Dieses Jahr stammen auffallend viele Bilder aus Regionen, die bisher fotografisch wenig hervorgetreten sind, etwa aus Tadschikistan, der Mongolei und China. "Offenbar profitieren die Fotografen aus dieser Weltgegend mittlerweile von einer besseren Ausrüstung und können sich online mit Kollegen anderer Nationalitäten austauschen, die für andere Stile und Perspektiven stehen.
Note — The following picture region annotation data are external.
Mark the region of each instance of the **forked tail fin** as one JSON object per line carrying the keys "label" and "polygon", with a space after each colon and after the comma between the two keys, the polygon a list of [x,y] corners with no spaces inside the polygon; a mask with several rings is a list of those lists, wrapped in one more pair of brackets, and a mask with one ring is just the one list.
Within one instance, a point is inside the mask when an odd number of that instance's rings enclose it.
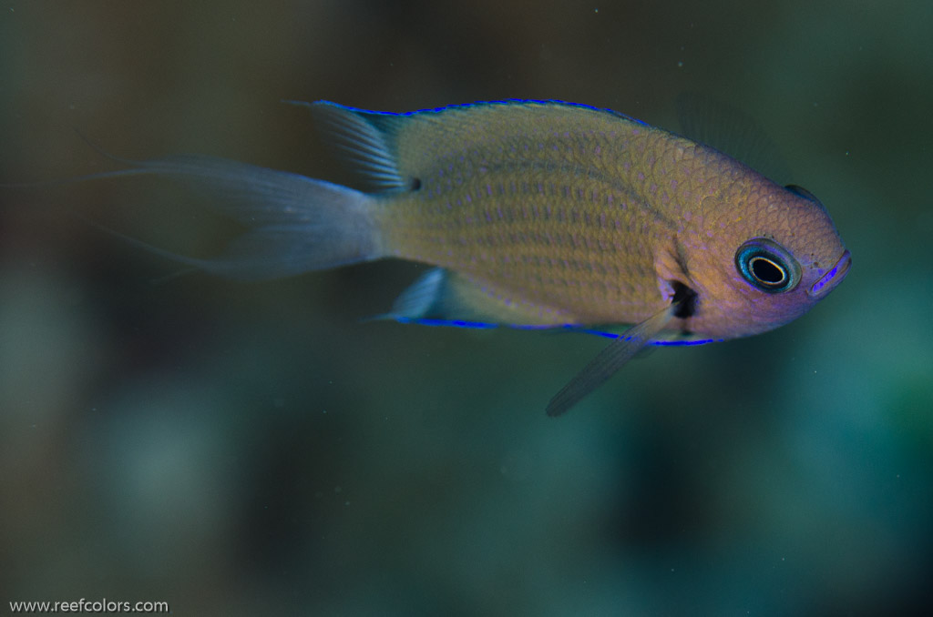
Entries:
{"label": "forked tail fin", "polygon": [[215,157],[177,155],[122,162],[132,167],[32,186],[131,175],[188,183],[206,192],[210,208],[246,227],[222,254],[209,259],[188,257],[111,233],[177,263],[230,279],[276,279],[383,256],[373,217],[375,200],[365,193]]}

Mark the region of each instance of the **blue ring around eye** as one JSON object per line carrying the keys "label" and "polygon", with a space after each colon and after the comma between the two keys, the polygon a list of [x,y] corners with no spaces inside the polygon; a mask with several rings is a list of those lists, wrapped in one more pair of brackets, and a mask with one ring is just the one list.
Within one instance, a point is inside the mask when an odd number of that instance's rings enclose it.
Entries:
{"label": "blue ring around eye", "polygon": [[789,292],[801,281],[793,255],[767,238],[753,238],[735,252],[735,268],[749,284],[766,294]]}

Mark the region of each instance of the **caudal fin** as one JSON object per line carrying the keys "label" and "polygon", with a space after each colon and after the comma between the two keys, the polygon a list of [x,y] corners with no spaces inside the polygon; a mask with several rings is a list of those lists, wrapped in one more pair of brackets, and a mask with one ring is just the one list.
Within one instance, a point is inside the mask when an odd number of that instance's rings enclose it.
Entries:
{"label": "caudal fin", "polygon": [[345,186],[195,155],[141,161],[114,173],[191,181],[208,191],[215,210],[247,227],[216,258],[175,256],[212,274],[259,281],[383,256],[373,200]]}
{"label": "caudal fin", "polygon": [[372,216],[374,200],[365,193],[297,173],[215,157],[177,155],[142,161],[119,160],[132,167],[66,181],[7,186],[41,186],[131,175],[158,175],[188,183],[206,192],[212,209],[246,228],[222,254],[199,259],[126,240],[175,262],[230,279],[276,279],[383,256],[381,236]]}

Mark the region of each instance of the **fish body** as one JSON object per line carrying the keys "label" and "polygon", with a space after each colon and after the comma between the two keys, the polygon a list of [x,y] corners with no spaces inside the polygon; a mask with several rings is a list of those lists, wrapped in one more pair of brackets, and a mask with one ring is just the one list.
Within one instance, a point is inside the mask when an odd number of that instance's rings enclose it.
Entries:
{"label": "fish body", "polygon": [[765,332],[851,259],[826,209],[717,150],[621,114],[507,101],[389,114],[307,105],[355,190],[197,156],[97,174],[182,177],[247,230],[216,259],[257,280],[397,257],[434,266],[384,317],[630,326],[551,400],[563,413],[641,348]]}
{"label": "fish body", "polygon": [[[695,305],[668,330],[758,334],[809,309],[844,253],[813,199],[619,114],[529,102],[355,113],[383,121],[403,180],[375,197],[384,254],[457,273],[500,322],[637,323],[684,286]],[[796,294],[743,280],[734,254],[753,238],[796,256]]]}

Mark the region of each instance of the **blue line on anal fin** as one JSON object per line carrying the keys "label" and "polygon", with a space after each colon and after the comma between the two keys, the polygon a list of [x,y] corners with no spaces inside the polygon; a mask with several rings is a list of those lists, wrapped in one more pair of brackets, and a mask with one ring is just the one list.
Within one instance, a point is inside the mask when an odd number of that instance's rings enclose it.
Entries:
{"label": "blue line on anal fin", "polygon": [[428,270],[377,319],[456,327],[504,326],[522,330],[564,325],[549,322],[531,305],[511,302],[465,276],[440,267]]}
{"label": "blue line on anal fin", "polygon": [[548,415],[560,416],[599,388],[664,329],[674,317],[677,306],[671,304],[641,323],[632,326],[609,343],[554,394],[546,409]]}

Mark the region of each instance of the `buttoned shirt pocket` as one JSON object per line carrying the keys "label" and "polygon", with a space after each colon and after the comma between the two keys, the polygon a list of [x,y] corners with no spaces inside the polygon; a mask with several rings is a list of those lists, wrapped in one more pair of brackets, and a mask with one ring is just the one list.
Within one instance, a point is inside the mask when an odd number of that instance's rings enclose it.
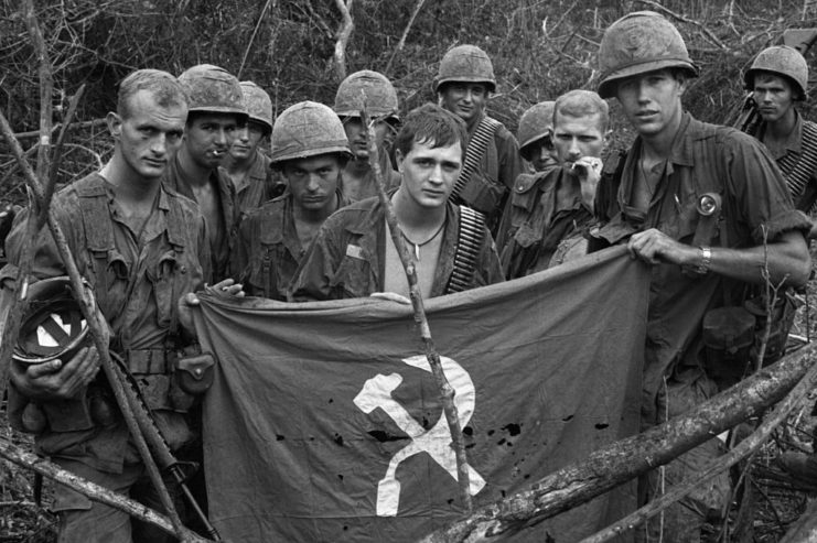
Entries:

Vermutlich lässt sich der Wandel auch auf die Internetpräsenz des Wettbewerbs selbst zurückführen", mutmaßt die Jury-Chefin.Tatsächlich werden die Fotos seit Jahren in Büchern, Zeitungen sowie Zeitschriften und nicht zuletzt auch auf diversen Internetplattformen veröffentlicht, die eine geschätzte Reichweite von über einer Milliarde Menschen haben. Damit setzt der Wettbewerb heute nicht nur den Maßstab für die Naturfotografie, er trägt auch überlebenswichtige Umwelt- und Naturschutzbotschaften in praktisch jede Ecke der Welt.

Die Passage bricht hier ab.